How the Timing of Caloric Intake Influences Fat Loss for Personal Training Vancouver
As far as I can remember, my dad and one of my older brother, Marc-André, used to reinforce to me this dietary maxim: Break fast like a king, lunch like a prince, dine like a pauper.
Now a recent study by Lombardo M, et al.( J Am Coll Nutr. 2014 May 8:1-8. [Epub ahead of print.]), aimed to shed some light on the veracity of this maxim.
They had two groups of 21 subjects follow a Mediterranean diet, which emphasizes vegetables, whole grains, fruits, olive oil, beans, nuts, legumes, herbs and spices and fish/seafood. Poultry, eggs and dairy were used in moderation, while red meat and sweets were reserved only for special occasions. The consumption of red wine, considered a staple of this diet, could be enjoyed if desired.

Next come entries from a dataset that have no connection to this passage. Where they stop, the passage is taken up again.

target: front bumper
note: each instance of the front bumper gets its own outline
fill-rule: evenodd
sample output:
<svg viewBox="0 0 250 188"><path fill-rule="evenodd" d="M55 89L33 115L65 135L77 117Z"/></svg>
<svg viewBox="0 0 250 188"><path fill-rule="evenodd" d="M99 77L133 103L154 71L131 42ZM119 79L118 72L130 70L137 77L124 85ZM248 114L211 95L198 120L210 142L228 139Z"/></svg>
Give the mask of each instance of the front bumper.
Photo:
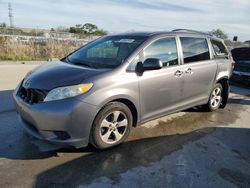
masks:
<svg viewBox="0 0 250 188"><path fill-rule="evenodd" d="M25 130L38 139L62 146L85 147L97 107L76 98L30 105L13 94Z"/></svg>

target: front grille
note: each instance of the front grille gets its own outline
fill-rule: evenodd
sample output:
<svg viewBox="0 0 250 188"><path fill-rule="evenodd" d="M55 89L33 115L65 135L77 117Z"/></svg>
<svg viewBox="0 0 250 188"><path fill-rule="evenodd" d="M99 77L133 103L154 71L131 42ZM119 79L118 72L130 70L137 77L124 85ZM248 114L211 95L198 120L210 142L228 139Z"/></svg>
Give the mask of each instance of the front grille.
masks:
<svg viewBox="0 0 250 188"><path fill-rule="evenodd" d="M43 102L47 94L48 91L24 88L22 86L18 91L18 96L29 104L37 104Z"/></svg>

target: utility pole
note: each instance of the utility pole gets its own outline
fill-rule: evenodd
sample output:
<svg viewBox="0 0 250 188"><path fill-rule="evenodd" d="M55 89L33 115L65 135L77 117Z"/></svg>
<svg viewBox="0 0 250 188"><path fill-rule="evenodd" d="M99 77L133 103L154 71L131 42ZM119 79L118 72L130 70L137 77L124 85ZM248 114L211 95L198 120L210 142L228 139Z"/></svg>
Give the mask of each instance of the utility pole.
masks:
<svg viewBox="0 0 250 188"><path fill-rule="evenodd" d="M8 3L8 10L9 10L9 21L10 21L10 27L13 28L13 14L12 14L12 6L11 3Z"/></svg>

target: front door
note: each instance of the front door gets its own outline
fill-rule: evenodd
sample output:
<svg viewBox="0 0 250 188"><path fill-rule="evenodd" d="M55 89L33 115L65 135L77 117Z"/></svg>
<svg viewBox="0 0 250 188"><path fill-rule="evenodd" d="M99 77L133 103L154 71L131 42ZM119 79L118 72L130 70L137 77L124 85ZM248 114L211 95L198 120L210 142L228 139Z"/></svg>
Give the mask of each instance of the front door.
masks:
<svg viewBox="0 0 250 188"><path fill-rule="evenodd" d="M184 105L194 106L208 100L217 63L211 60L206 38L180 37L183 51Z"/></svg>
<svg viewBox="0 0 250 188"><path fill-rule="evenodd" d="M142 51L143 61L158 58L160 70L144 71L139 76L141 119L145 121L170 112L182 100L183 75L179 71L179 58L175 37L154 40Z"/></svg>

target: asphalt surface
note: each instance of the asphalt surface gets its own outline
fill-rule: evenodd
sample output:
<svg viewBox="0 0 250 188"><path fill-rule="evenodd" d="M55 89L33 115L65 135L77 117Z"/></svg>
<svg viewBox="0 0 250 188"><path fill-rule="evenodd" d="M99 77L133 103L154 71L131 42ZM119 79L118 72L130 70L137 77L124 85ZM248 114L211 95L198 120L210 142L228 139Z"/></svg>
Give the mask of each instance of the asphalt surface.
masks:
<svg viewBox="0 0 250 188"><path fill-rule="evenodd" d="M11 67L12 66L12 67ZM138 128L106 151L27 135L11 93L36 65L0 65L0 187L250 187L250 89L225 109L189 109Z"/></svg>

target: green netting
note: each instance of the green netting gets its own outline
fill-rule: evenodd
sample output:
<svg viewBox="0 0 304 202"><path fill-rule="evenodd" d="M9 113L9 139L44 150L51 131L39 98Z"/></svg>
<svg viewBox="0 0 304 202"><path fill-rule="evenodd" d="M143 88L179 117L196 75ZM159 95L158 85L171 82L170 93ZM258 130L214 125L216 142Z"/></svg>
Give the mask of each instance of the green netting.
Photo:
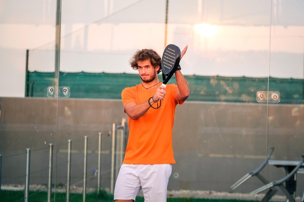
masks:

Both groups followed a dietary regimen which was made of 55 % carbohydrates, 30 % fat and 15 % protein. The main difference between the two groups was the caloric distribution throughout the day. Group 1 ate 70 percent of their calories at breakfast, morning snack and lunch, and 30 percent for their afternoon snack and dinner. While Group 2’s calorie distribution was 55 % for breakfast, morning snack and lunch, with the remaining 45 % for afternoon snack and dinner.
Subjects were tested with a dual-energy X-ray absorptiometry at the start of the study, and again after three months when the study period ended, to assess body composition.
The results indicated significantly improved body composition, metabolic parameters, blood pressure and cholesterol in both groups. However, group 1 edged out group 2 on weight loss, and insulin sensitivity improvement.
The research group’s conclusion was :“A low-calorie Mediterranean diet with a higher amount of calories in the first part of the day could establish greater reduction in fat mass and improved insulin sensitivity than a typical daily diet.”.
In conclusion, a 15% difference in earlier caloric distribution could help you reach your fat loss and health goals earlier.